In July, CAT Squared released an update to their SPC software that empowers plant-floor operators with real-time SPC trending data and charts. Production staff can now make adjustments to their plant-floor processes and immediately see how those adjustments impact the quality of the product.
"Our system always included SPC capabilities," explained CAT Squared CEO Vernon Smith. "What makes this new functionality different is that our system now provides real-time SPC Charts and data using stored datasets. This eliminates users having to reload or drill into data every time they want to see SPC trends. This also enables us to display SPC charts in real-time on the plant floor using scoreboards."

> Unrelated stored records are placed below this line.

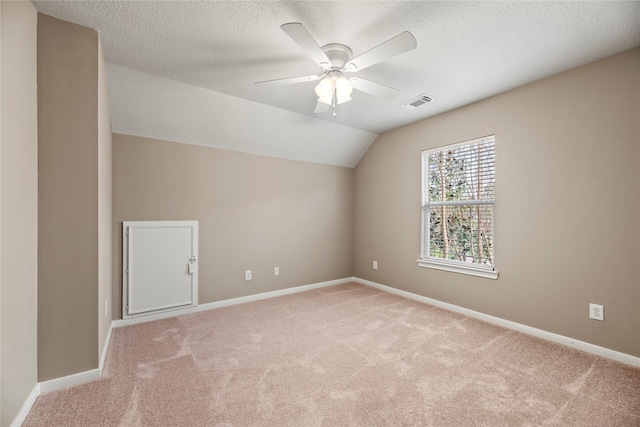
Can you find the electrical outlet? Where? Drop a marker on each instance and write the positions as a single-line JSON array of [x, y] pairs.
[[596, 311]]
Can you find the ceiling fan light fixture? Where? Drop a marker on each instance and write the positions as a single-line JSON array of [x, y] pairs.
[[334, 85]]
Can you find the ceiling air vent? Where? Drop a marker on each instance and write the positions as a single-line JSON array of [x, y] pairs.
[[418, 101]]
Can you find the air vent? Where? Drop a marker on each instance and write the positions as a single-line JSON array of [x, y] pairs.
[[418, 101]]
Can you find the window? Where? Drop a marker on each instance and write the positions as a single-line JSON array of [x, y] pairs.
[[458, 195]]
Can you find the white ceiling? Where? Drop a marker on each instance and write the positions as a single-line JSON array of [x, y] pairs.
[[184, 71]]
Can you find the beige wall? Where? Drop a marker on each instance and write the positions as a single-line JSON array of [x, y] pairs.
[[254, 213], [104, 203], [567, 203], [68, 198], [19, 215]]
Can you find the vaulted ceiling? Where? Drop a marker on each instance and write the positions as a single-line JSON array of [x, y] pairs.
[[185, 70]]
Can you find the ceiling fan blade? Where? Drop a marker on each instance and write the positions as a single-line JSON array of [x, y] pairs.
[[305, 40], [321, 107], [288, 81], [373, 88], [401, 43]]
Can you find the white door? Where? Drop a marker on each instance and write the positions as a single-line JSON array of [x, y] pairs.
[[159, 266]]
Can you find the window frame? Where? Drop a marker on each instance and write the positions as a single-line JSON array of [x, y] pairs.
[[426, 260]]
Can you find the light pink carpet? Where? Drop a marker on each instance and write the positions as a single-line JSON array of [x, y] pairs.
[[347, 355]]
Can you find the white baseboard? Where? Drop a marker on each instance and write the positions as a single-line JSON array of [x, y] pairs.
[[69, 380], [228, 302], [26, 406], [560, 339], [105, 348]]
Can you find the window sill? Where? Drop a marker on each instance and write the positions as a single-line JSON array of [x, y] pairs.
[[455, 268]]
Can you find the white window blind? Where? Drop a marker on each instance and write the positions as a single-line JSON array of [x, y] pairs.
[[458, 196]]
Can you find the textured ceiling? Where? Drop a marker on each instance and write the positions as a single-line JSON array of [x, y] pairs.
[[467, 51]]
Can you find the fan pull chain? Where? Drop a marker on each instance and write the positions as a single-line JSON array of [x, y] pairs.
[[334, 99]]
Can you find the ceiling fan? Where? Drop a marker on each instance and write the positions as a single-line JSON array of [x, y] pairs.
[[335, 59]]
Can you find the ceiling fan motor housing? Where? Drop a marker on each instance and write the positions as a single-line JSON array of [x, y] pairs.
[[338, 54]]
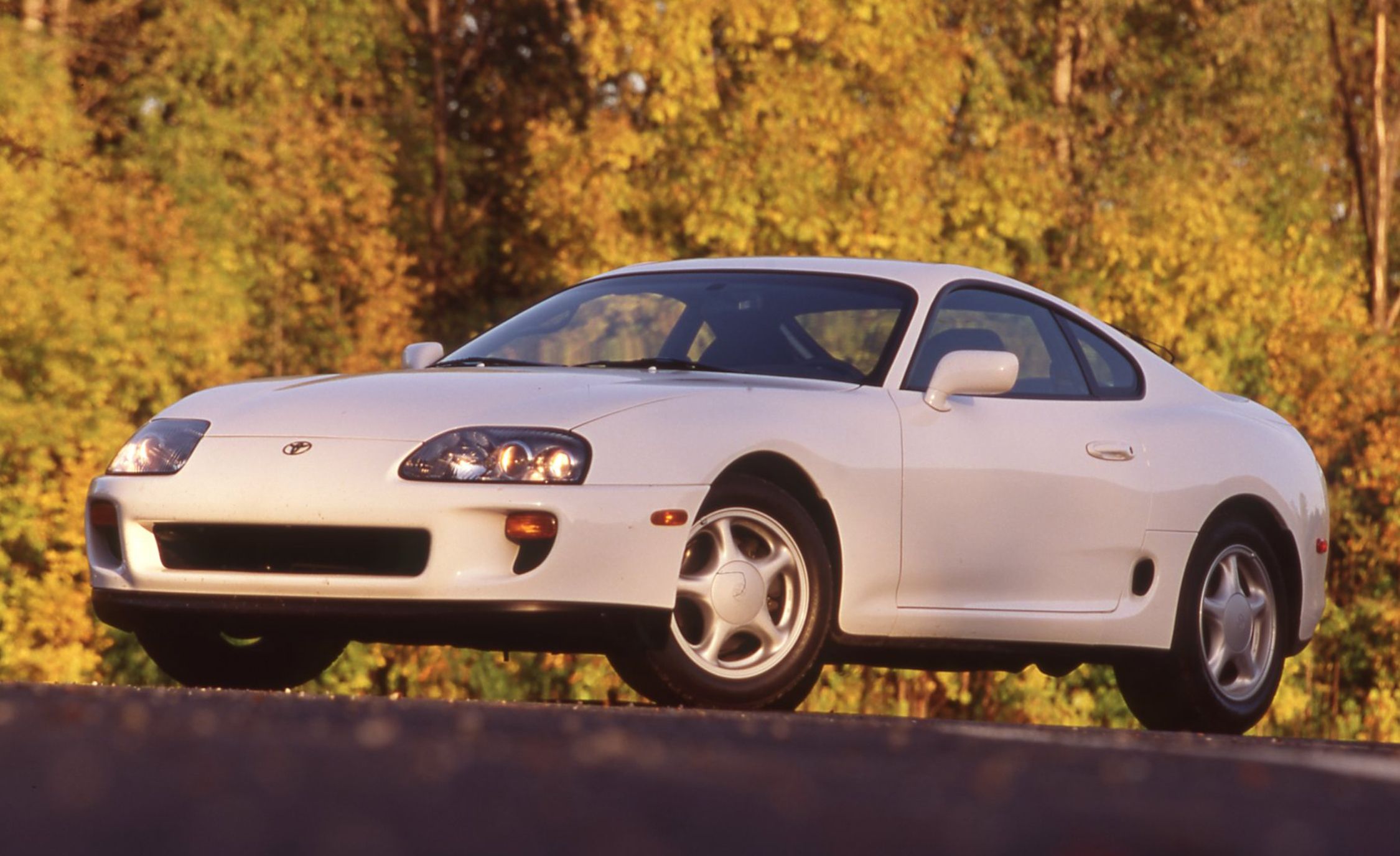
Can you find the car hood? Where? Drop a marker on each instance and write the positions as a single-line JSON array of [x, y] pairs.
[[416, 405]]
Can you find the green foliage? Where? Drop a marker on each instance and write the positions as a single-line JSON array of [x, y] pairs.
[[194, 192]]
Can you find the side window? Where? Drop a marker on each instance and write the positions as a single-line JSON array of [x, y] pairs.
[[1113, 373], [981, 320]]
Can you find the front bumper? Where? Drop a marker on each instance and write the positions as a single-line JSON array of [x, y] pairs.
[[607, 552], [493, 625]]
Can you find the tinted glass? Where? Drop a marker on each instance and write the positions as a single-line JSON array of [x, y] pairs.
[[979, 320], [1113, 373], [822, 327]]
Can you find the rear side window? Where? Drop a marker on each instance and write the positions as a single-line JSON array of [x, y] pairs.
[[981, 320], [856, 337], [1113, 373]]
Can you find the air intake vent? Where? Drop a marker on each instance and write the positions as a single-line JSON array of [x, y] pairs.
[[293, 550], [1143, 575]]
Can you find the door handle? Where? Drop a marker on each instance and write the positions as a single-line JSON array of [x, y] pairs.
[[1111, 450]]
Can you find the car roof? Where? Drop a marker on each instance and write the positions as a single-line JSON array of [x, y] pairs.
[[925, 278]]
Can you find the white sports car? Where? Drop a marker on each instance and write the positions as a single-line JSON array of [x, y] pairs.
[[724, 474]]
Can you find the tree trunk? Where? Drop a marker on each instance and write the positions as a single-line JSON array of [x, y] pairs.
[[437, 205], [1381, 258], [1063, 83]]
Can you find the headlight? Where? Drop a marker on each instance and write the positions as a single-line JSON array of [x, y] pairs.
[[161, 448], [500, 454]]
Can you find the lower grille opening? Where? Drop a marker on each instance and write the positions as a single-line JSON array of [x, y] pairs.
[[365, 551]]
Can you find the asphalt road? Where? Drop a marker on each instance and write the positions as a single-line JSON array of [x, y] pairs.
[[94, 769]]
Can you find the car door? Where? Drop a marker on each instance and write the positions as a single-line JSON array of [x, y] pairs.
[[1032, 501]]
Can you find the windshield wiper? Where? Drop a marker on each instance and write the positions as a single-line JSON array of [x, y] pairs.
[[653, 363], [485, 362]]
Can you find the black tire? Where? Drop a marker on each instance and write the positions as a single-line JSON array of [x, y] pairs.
[[1175, 691], [202, 657], [671, 675]]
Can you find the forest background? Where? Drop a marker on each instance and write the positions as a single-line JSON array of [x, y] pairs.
[[202, 191]]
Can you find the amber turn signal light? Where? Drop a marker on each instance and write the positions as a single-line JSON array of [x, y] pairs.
[[531, 526]]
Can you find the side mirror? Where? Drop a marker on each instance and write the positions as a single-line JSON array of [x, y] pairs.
[[972, 373], [421, 355]]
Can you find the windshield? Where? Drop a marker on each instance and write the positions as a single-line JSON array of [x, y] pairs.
[[814, 326]]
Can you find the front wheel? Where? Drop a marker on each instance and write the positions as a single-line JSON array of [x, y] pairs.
[[754, 603], [1228, 653], [206, 657]]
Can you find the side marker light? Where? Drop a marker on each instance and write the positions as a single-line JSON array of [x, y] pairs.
[[670, 517], [531, 526]]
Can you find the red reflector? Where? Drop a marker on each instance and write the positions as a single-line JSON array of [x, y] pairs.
[[531, 526], [103, 515]]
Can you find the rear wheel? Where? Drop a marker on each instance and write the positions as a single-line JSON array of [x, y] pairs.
[[754, 601], [205, 657], [1228, 653]]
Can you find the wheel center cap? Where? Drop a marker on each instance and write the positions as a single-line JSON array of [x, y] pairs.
[[1238, 624], [737, 593]]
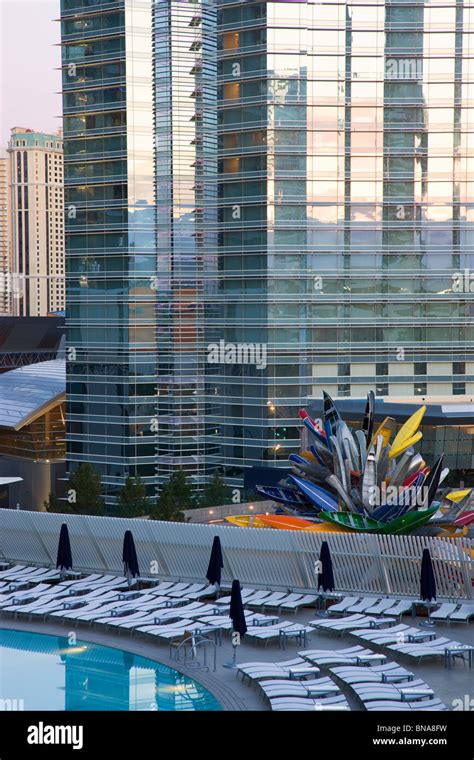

Why is process control important?
Humans crave consistency and predictability. The secret to any premium product’s success is the delivery of a consistent product at any location every time. Customers know, for the most part, that a Big Mac from Jackson, Mississippi is going to have the same flavor, consistency, and dimensions as a Big Mac from Jackson Hole, Wyoming. Likewise, manufacturers know their customers expect a specific experience from their brand every time. The goal of any mass manufacturing process is to achieve this level of consistency. This is where SPC can help.
What is SPC?
SPC (Statistical Process Control) is a method of quality control that employs statistical methods to monitor and control a process.
How is SPC used in food manufacturing processes?
SPC charts can be used as a tool to control any process or product attribute: piece weights, cook temperatures, length, width, thickness, etc. The chart below shows a product’s cook temperature. The technician on the floor is required to perform checks with a temperature probe on 5 pieces per minute. Each plot on the chart represents the average temperature for each of those 5 temps. While the system validates that the product remains within your predetermined spec limits, such as 168 for a low to prevent undercooking and 185 for a high to prevent moisture loss, the SPC charting tool calculates the LCL (Lower Control Limit), or LSL (Lower Specification Limit), which is 156.84 degrees for this set of data. The calculated UCL (Upper Control Limit), or USL (Upper Specification Limit), is 182.36. While any product that fails the product’s spec limit will generate a corrective action form to be completed, statistical deviations above the UCL or below the LCL will be marked with a red (UCL) or blue (LCL) visual indicator on the SPC graph.
In addition to alarming on deviations above the UCL or LCL for xBar or rBar run charts, the system will also alert for deviations based on the sub-set variances. As you can see from the top chart, all of our sub-set average data points fall along the X-bar. At first glance, many manufacturers would look at that graph and think their process is in control. However, when you look at the lower chart that shows the variance, you can see that the process is out of control based on the 3-Sigma calculated variance UCL and LCL. A perfect variance would be zero, meaning that your process is delivering perfectly consistent results every time. On this chart, the final plot point is nearly off the chart. So, the internal temperature of the product being checked is varying widely between the upper and lower limits. This problem would not be detected if only looking at the top chart. Even before the final sub-set, the graph was showing a process with a Standard Deviation of 9 degrees, flagging the process as out of control.
In addition, the graphs can include a large number of statistically generated values based on your sub-sets, including the Cp, Cpl, Cpu, Cpk, Cpm, etc. With real-time access to this level of data, the operator can detect and address production issues immediately. In this example, employees can investigate whether there is an equipment issue with the oven or the probe, or perhaps a process further up the line is producing inconsistent thickness leading to varying cook temperatures.
In addition to real-time data on the floor, the new features also allow for data mining based on your data sets. Users can easily filter and sort data and generate new graphs using the user-friendly Executive Dashboarding interface.